A. One of the most common problems of patients with PD is trouble falling asleep and staying asleep. PD patients are less mobile during sleep and cannot “roll out” of painful positions as non-PD people and therefore wake up more frequently. Changes in the brain seem to affect sleep and quality of life is affected because of sleep deprivation. More research needs to be done in this area.
Q. What can be done about the high cost of PD medication?
A. Those drugs under patent can be costly. Many doctors prescribe the drugs sold by their drug company sales reps. These doctors might not be aware of the availability of generic brands. PD patients need to be sure their doctor is familiar with PD medication options. In the US new drugs are compared only to placebo not to existing drugs. Europe does test new drugs with existing drugs. The US method can result in more drugs available and can increase the confusion of which to choose.
Q. Is there a link between PD and Melanoma?
A. YES. Research has shown that people with PD are more likely to get melanoma. There is not a high incidence and we don’t know why, but there is a connection. Wear sunblock.
Q. Are problems with balance a result of Deep Brain Stimulation?
A1. No, DBS is not designed to help balance or swallowing problems.
A2. Yes, after a number of years as the disease progresses problems with balance get worse.

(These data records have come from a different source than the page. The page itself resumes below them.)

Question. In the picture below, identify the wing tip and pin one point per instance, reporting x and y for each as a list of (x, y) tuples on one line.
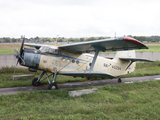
[(135, 41)]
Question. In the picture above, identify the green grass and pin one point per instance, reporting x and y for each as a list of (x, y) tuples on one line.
[(122, 102), (142, 69), (8, 48)]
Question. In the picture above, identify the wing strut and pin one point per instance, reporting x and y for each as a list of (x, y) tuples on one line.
[(97, 49)]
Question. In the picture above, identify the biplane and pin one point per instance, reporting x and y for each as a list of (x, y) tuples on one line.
[(76, 59)]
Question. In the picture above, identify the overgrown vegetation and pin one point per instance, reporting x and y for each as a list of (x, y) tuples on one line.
[(142, 69), (125, 101)]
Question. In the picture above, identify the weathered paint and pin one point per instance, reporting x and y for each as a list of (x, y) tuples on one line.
[(80, 62)]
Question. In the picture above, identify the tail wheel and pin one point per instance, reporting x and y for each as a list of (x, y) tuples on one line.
[(35, 83), (52, 86)]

A3. There are new techniques of DBS being studied that will address balance issues, but are not ready for patient testing.
Q. Can DBS help my posture problems?
A. We don’t think so. There has been no research done since it is not a common problem.
Q. Is there an environmental toxin relevant to PD that we can remove from the environment?
A. This is a tough area. Research on environment influences is obtained from PD patient questionnaires – answers are not measurable. WE HAVE identified several compounds that SEEM to predict PD but cannot say with any evidence a specific chemical or product has got to be removed. We are continuing to research long lasting compounds and their affect of the onset of PD, but there is very little data on what specific pesticides were ever used by area. For example, we might believe certain classes of pesticide create risk but we don’t know specifically what chemical caused the PD. NOTE: While PD was named in 1817; research suggests a description of PD in 10,000 year old records that specify a certain plant for treatment – that plant contains Levadopa!!
Q. Is exercise good?
A. There are clearly benefits to exercise. It has been demonstrated in lab mice that exercise can mimic the drugs that reduce tremors. Exercise can also help with balance issues.
Q. What about music?
A1. This is not being actively researched.
A2. The aspect of rhythm and how the brain responds to the “beats” might have something to do with the apparent helpfulness of music on PD patients.
Q. Is there really a Parkinson’s personality?
A. Yes and No. In studies of large groups there is evidence that some personality traits are more prone to PD, e.g. doesn’t like taking risks. In small group studies there is no evidence. The fact is no two Parkinson’s patients are alike. PD is not one disease.
Q. Besides exercise is there anything else we can do?
A. Maintain general health. Good nutrition. Regular sleep. Reduce stress.
Q. Since environmental toxins are being more controlled, shouldn’t PD be decreasing?
A1. Since the population is aging we see more PD patients because it is age related.
A2. When we control for the increase in population, there is no change in the incidence of PD. It is neither increasing nor decreasing. There does not yet exist the “smoking gun” evidence like the relationship between smoking and lung cancer. NOTE: Are farmers more likely to get PD or is the PD personality more likely to stay on the farm (less risk)
Q. What about CoQ10?
A. Several years ago a small research study seemed to say CoQ10 taken in high doses (2400 MG/day) might slow the progression of PD. A large scale study has finally been funded and trails are starting at Cornell University.
Q. Any research being done on early onset PD?
A1 Most seem to be caused by gene mutation.
A2. There is no evidence it is increasing – we are just more aware of it.